那人握着旧剑的手一紧,脸色有些发白,却也不敢拒绝的。
他们这些人都是青年家中的门客,出门时所有的难的、苦的、危险与恶毒的事,皆由他们代之。
他也算是历经风雨闯过来的,是以总结了一条便是谨慎保命,他对死地的传言虽不置于全信,倒也不敢随意托大,他站在界碑外小心翼翼地跨前一小步……他觉得若真有危险,他还有余地撤离,哪怕是损失一条腿的代价。
但倏地,他整个人都僵在原处了。
身后的人见他停在那里一动不动,便喊道:“走啊,傻站在那里作甚?”
但那人充耳不闻,始终没有任何反应。
这时他们终于察觉到了不对劲,又派了一个人过去查看情况。
那人心突突地跳着,蹑手蹑脚地上前,总觉得无名危险像是黑暗之中伸出的手,随便能将人拖入地狱之中。

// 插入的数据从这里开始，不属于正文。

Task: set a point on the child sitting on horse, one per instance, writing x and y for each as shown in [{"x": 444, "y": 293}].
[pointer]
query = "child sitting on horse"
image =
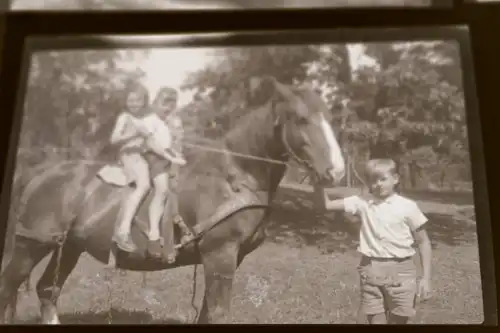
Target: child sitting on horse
[{"x": 139, "y": 131}]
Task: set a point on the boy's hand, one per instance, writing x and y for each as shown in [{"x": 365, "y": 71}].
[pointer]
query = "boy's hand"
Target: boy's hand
[{"x": 424, "y": 290}]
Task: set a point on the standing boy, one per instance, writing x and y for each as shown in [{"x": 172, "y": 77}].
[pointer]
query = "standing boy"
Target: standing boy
[{"x": 390, "y": 225}]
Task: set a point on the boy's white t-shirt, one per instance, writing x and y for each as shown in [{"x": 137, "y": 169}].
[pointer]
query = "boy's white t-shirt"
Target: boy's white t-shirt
[
  {"x": 386, "y": 226},
  {"x": 152, "y": 123}
]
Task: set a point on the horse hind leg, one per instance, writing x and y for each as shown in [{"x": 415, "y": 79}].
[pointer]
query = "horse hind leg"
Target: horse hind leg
[
  {"x": 61, "y": 264},
  {"x": 26, "y": 255},
  {"x": 220, "y": 268}
]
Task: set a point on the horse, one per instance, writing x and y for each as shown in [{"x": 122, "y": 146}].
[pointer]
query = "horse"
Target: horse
[{"x": 66, "y": 209}]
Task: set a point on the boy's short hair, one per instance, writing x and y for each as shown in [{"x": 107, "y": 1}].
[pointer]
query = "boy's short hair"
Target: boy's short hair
[
  {"x": 387, "y": 164},
  {"x": 168, "y": 92}
]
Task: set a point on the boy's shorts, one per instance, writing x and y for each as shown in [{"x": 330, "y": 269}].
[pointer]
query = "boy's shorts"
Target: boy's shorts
[
  {"x": 157, "y": 164},
  {"x": 388, "y": 285}
]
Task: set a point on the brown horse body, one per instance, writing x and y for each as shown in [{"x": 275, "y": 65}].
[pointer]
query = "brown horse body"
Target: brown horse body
[{"x": 67, "y": 210}]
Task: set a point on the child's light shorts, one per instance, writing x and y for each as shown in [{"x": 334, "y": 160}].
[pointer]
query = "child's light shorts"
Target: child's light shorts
[{"x": 388, "y": 285}]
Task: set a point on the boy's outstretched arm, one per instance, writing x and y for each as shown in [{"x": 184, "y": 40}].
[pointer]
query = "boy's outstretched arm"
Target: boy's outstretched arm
[{"x": 321, "y": 197}]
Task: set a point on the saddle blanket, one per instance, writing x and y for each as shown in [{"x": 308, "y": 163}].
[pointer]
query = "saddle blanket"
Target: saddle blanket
[{"x": 114, "y": 175}]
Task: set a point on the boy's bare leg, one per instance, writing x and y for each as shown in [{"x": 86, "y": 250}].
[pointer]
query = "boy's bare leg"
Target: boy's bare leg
[
  {"x": 156, "y": 211},
  {"x": 137, "y": 166}
]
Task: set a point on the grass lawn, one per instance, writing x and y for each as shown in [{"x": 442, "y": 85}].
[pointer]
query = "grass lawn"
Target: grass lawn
[{"x": 304, "y": 273}]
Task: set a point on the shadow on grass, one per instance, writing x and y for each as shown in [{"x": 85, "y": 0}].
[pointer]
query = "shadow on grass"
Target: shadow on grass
[
  {"x": 113, "y": 317},
  {"x": 296, "y": 223}
]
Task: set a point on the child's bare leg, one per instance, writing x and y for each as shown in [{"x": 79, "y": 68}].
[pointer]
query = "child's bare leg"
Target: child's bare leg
[
  {"x": 137, "y": 167},
  {"x": 377, "y": 319},
  {"x": 156, "y": 211}
]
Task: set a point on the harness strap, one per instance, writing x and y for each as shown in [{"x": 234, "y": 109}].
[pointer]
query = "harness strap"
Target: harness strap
[{"x": 245, "y": 199}]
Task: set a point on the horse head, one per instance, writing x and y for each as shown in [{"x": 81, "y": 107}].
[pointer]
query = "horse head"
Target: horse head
[{"x": 302, "y": 122}]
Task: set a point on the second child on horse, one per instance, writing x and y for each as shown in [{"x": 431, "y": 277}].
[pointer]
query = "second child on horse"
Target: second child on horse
[{"x": 140, "y": 133}]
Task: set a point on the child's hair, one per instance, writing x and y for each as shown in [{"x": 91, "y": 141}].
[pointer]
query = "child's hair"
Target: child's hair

他终于走到那人身后,壮着胆子伸手朝他的背上拍了一下:“喂——”对方毫无预兆地直挺挺地朝后倒下,那张脸的表情很平静,双目睁着,七窍流血。
“啊——”
他像触电一般朝后急促跳开,呼吸不畅,直堵于喉。
那后方被众人护着的青年见此沉下了脸,他久久没有出声。
他转动着扇子,轻拍于掌心,突然嗤笑了一下。
“怎么死的?”
听他问,他们就将人拖了过来,一番查看后,随从道:“看着像是中了毒。”
“毒?半步封喉的毒?”
“照理说,世上应当不可能有这样大面积厉害的毒,即便是有,那么一大片地方若全都投毒,却为何界碑前不会中毒,只有踏入界碑后的人才会中毒?”
他们之中有些脑筋特别灵活的谋士分析着情况。